Но нищему старику, незваному гостю Агриппы, эти тонкости ни к чему. Он пришел не ради того, чтобы удовлетворить свою любознательность, он смертельно устал от своего бессмертия, его интересует одно: сколько ему еще осталось скитаться? Пятнадцать веков тому назад в Иерусалиме человек, выдававший себя за Божьего сына, ложный Мессия, которого Картафил прогнал от своего крыльца, сказал ему: «Я уйду, но и ты будешь ходить до тех пор, покуда Я не вернусь».

Действие рассказа, по-видимому, происходит в год смерти Агриппы Неттесгеймского. По расчетам Агриппы, Второе пришествие должно состояться через четыреста лет. Агриппа скончался не то в Кёльне, не то в Гренобле в 1535 г. То есть явление Христа примерно совпадет с датой совещания на вилле в Ванзее, когда будет постановлено окончательное решение еврейского вопроса.
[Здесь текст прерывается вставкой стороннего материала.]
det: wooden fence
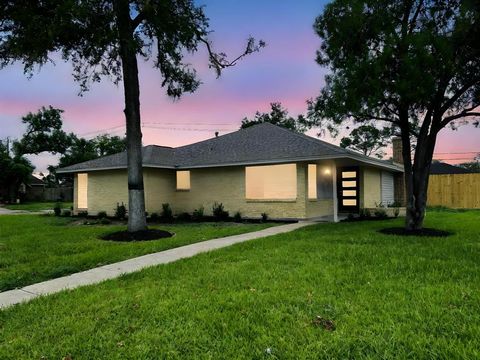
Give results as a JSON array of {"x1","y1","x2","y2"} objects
[{"x1": 427, "y1": 173, "x2": 480, "y2": 209}]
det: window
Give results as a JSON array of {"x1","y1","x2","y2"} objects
[
  {"x1": 77, "y1": 173, "x2": 88, "y2": 209},
  {"x1": 245, "y1": 164, "x2": 297, "y2": 199},
  {"x1": 318, "y1": 166, "x2": 333, "y2": 200},
  {"x1": 308, "y1": 164, "x2": 317, "y2": 199},
  {"x1": 176, "y1": 171, "x2": 190, "y2": 190}
]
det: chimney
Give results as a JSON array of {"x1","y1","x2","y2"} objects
[
  {"x1": 215, "y1": 131, "x2": 219, "y2": 138},
  {"x1": 392, "y1": 137, "x2": 403, "y2": 164}
]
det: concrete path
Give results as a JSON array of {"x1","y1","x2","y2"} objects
[
  {"x1": 0, "y1": 207, "x2": 25, "y2": 215},
  {"x1": 0, "y1": 221, "x2": 313, "y2": 309}
]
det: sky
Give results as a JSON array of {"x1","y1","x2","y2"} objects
[{"x1": 0, "y1": 0, "x2": 478, "y2": 173}]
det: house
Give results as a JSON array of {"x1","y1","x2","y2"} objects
[
  {"x1": 57, "y1": 123, "x2": 405, "y2": 220},
  {"x1": 430, "y1": 162, "x2": 473, "y2": 175}
]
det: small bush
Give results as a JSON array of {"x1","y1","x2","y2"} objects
[
  {"x1": 374, "y1": 208, "x2": 387, "y2": 219},
  {"x1": 393, "y1": 207, "x2": 400, "y2": 218},
  {"x1": 177, "y1": 212, "x2": 192, "y2": 221},
  {"x1": 150, "y1": 212, "x2": 160, "y2": 222},
  {"x1": 261, "y1": 212, "x2": 268, "y2": 222},
  {"x1": 62, "y1": 209, "x2": 72, "y2": 217},
  {"x1": 78, "y1": 210, "x2": 88, "y2": 218},
  {"x1": 161, "y1": 203, "x2": 173, "y2": 221},
  {"x1": 97, "y1": 211, "x2": 108, "y2": 219},
  {"x1": 387, "y1": 201, "x2": 402, "y2": 208},
  {"x1": 115, "y1": 202, "x2": 127, "y2": 220},
  {"x1": 233, "y1": 211, "x2": 242, "y2": 222},
  {"x1": 347, "y1": 213, "x2": 355, "y2": 221},
  {"x1": 53, "y1": 203, "x2": 61, "y2": 217},
  {"x1": 100, "y1": 218, "x2": 111, "y2": 225},
  {"x1": 192, "y1": 206, "x2": 205, "y2": 221},
  {"x1": 212, "y1": 202, "x2": 229, "y2": 221},
  {"x1": 359, "y1": 208, "x2": 372, "y2": 219}
]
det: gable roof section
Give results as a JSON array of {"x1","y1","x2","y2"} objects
[
  {"x1": 57, "y1": 123, "x2": 403, "y2": 173},
  {"x1": 430, "y1": 162, "x2": 472, "y2": 175}
]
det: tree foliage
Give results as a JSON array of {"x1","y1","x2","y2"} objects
[
  {"x1": 241, "y1": 102, "x2": 308, "y2": 133},
  {"x1": 13, "y1": 106, "x2": 74, "y2": 156},
  {"x1": 309, "y1": 0, "x2": 480, "y2": 230},
  {"x1": 0, "y1": 140, "x2": 34, "y2": 202},
  {"x1": 58, "y1": 134, "x2": 127, "y2": 168},
  {"x1": 340, "y1": 125, "x2": 392, "y2": 158}
]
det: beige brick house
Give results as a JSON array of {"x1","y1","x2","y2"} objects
[{"x1": 58, "y1": 123, "x2": 404, "y2": 220}]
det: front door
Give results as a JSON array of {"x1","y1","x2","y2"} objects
[{"x1": 338, "y1": 167, "x2": 359, "y2": 213}]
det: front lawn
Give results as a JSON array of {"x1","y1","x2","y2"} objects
[
  {"x1": 0, "y1": 215, "x2": 273, "y2": 291},
  {"x1": 3, "y1": 201, "x2": 72, "y2": 211},
  {"x1": 0, "y1": 210, "x2": 479, "y2": 359}
]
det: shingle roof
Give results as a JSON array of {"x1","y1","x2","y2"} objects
[
  {"x1": 57, "y1": 123, "x2": 403, "y2": 173},
  {"x1": 430, "y1": 162, "x2": 472, "y2": 175}
]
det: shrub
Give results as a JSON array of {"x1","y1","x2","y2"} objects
[
  {"x1": 393, "y1": 207, "x2": 400, "y2": 218},
  {"x1": 78, "y1": 210, "x2": 88, "y2": 218},
  {"x1": 97, "y1": 211, "x2": 108, "y2": 219},
  {"x1": 212, "y1": 202, "x2": 229, "y2": 221},
  {"x1": 100, "y1": 218, "x2": 111, "y2": 225},
  {"x1": 374, "y1": 208, "x2": 387, "y2": 219},
  {"x1": 150, "y1": 212, "x2": 160, "y2": 222},
  {"x1": 53, "y1": 203, "x2": 61, "y2": 216},
  {"x1": 347, "y1": 213, "x2": 355, "y2": 221},
  {"x1": 115, "y1": 202, "x2": 127, "y2": 220},
  {"x1": 233, "y1": 211, "x2": 242, "y2": 222},
  {"x1": 359, "y1": 208, "x2": 372, "y2": 219},
  {"x1": 161, "y1": 203, "x2": 173, "y2": 221},
  {"x1": 177, "y1": 212, "x2": 192, "y2": 221},
  {"x1": 192, "y1": 206, "x2": 205, "y2": 221},
  {"x1": 62, "y1": 209, "x2": 72, "y2": 217},
  {"x1": 261, "y1": 212, "x2": 268, "y2": 222},
  {"x1": 387, "y1": 201, "x2": 402, "y2": 208}
]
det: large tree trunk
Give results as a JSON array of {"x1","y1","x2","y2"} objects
[
  {"x1": 403, "y1": 123, "x2": 438, "y2": 231},
  {"x1": 115, "y1": 0, "x2": 147, "y2": 232}
]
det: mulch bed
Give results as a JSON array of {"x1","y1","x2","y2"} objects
[
  {"x1": 100, "y1": 229, "x2": 173, "y2": 242},
  {"x1": 379, "y1": 227, "x2": 453, "y2": 237}
]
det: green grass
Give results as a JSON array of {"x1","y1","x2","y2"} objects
[
  {"x1": 3, "y1": 201, "x2": 73, "y2": 211},
  {"x1": 1, "y1": 210, "x2": 479, "y2": 359},
  {"x1": 0, "y1": 215, "x2": 273, "y2": 291}
]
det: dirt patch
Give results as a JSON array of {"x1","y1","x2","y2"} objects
[
  {"x1": 100, "y1": 229, "x2": 173, "y2": 242},
  {"x1": 379, "y1": 227, "x2": 453, "y2": 237},
  {"x1": 312, "y1": 316, "x2": 336, "y2": 331}
]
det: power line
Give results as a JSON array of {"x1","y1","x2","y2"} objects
[{"x1": 142, "y1": 125, "x2": 237, "y2": 132}]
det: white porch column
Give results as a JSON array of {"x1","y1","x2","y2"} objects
[{"x1": 332, "y1": 161, "x2": 339, "y2": 222}]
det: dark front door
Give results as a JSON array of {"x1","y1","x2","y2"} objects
[{"x1": 338, "y1": 167, "x2": 360, "y2": 213}]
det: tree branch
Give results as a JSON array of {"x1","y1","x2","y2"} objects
[
  {"x1": 198, "y1": 36, "x2": 265, "y2": 77},
  {"x1": 131, "y1": 12, "x2": 145, "y2": 30},
  {"x1": 440, "y1": 111, "x2": 480, "y2": 128},
  {"x1": 439, "y1": 77, "x2": 480, "y2": 114}
]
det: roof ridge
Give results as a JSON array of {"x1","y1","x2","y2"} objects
[{"x1": 261, "y1": 122, "x2": 348, "y2": 154}]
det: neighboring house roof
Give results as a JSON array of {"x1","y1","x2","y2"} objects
[
  {"x1": 57, "y1": 123, "x2": 403, "y2": 173},
  {"x1": 28, "y1": 174, "x2": 45, "y2": 187},
  {"x1": 430, "y1": 162, "x2": 472, "y2": 175}
]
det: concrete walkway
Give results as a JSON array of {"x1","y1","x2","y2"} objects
[
  {"x1": 0, "y1": 207, "x2": 26, "y2": 215},
  {"x1": 0, "y1": 221, "x2": 313, "y2": 309}
]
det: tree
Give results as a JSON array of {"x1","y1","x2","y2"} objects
[
  {"x1": 340, "y1": 125, "x2": 392, "y2": 159},
  {"x1": 58, "y1": 134, "x2": 127, "y2": 168},
  {"x1": 1, "y1": 1, "x2": 263, "y2": 232},
  {"x1": 459, "y1": 155, "x2": 480, "y2": 173},
  {"x1": 241, "y1": 102, "x2": 308, "y2": 133},
  {"x1": 0, "y1": 140, "x2": 34, "y2": 202},
  {"x1": 309, "y1": 0, "x2": 480, "y2": 230},
  {"x1": 13, "y1": 106, "x2": 74, "y2": 156}
]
В ходе последующего опыта будущее становится для Картафила реальностью, к великому смущению экспериментатора, который охотно допустил бы, что старец попросту рехнулся. Ибо «легче предположить помрачение ума в любом из нас, нежели допустить безумие мира». То, о чем сбивчиво и невнятно рассказывает потрясенный гость, когда волшебный кристалл гаснет, – то, что он там увидел, – оказалось неожиданностью не только для него, но и для футуролога-чародея: да, Иисус вернулся, но вернулся, чтобы стать в очередь перед газовой камерой.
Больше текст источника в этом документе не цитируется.